Insuffler une nouvelle énergie
N’y aurait-il pas même fallu aller plus loin, en confiant l’ensemble du lieu à la Fédération française de tennis, qui bénéficie des moyens financiers considérables pour la restauration de l’ensemble du jardin? Jusque-là confiée aux services municipaux, la gestion du jardin a conduit à des transformations violentes des bâtiments et à une dénaturation de l’œuvre de Formigé. C’est d’ailleurs sans doute pour toutes ces raisons que le ministère de la Culture, soucieux d’arrêter la casse, a décidé de protéger en 1998 cet ensemble en l’inscrivant au titre des Monuments historiques.

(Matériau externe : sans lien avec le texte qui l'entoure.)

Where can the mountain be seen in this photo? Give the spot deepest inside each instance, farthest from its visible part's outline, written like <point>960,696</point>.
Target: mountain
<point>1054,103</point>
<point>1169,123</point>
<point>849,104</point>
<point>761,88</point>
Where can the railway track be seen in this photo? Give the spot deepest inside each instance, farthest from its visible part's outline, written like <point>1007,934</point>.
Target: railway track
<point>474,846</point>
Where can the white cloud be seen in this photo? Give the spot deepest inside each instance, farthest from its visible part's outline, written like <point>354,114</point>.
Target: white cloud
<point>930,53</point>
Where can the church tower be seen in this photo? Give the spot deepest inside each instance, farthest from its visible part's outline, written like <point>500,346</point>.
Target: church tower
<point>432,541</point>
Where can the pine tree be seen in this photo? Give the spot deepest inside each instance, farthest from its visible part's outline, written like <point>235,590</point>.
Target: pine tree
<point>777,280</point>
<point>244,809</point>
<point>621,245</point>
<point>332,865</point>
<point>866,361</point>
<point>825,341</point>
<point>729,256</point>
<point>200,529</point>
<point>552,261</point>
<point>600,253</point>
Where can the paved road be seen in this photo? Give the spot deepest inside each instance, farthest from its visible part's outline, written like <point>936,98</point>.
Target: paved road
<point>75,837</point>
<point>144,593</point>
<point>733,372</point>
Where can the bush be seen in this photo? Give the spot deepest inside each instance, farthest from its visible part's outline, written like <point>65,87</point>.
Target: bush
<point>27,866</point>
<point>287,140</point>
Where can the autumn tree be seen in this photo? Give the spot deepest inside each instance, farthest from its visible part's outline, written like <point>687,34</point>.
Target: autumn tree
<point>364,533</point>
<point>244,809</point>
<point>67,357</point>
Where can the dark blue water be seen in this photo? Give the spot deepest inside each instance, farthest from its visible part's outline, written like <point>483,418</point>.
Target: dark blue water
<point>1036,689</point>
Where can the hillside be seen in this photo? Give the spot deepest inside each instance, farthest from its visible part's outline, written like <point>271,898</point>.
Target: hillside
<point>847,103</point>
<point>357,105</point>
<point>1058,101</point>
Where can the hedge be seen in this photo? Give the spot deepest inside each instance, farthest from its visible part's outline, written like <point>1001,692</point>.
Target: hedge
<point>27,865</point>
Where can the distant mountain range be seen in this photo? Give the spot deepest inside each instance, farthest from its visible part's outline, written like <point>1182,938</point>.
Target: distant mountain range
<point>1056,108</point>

Conserver le patrimoine, ce n’est pas laisser le statut quo jusqu’à la ruine. Trop de projets de reconversion ou de création sont bloqués sous prétexte de conservatisme. C’est particulièrement vrai à Paris; il n’est qu’à voir le projet de la Samaritaine, rue de Rivoli.
Pour insuffler une nouvelle énergie et redonner le patrimoine au public, il faut parfois accepter les investissements privés, et les transformations et extensions qui s’intègrent au site ou avec le bâtiment protégé.
Implanter un terrain sportif et des serres dans un jardin, quoi de plus naturel ? C’est ainsi que dans le cadre d’une concession, le projet de Roland Garros va faire évoluer le Jardin des Serres d’Auteuil et accroître l’attractivité de ce véritable joyau architectural et paysager. Loin des conservatismes, c’est un exemple à méditer pour la sauvegarde de nos monuments.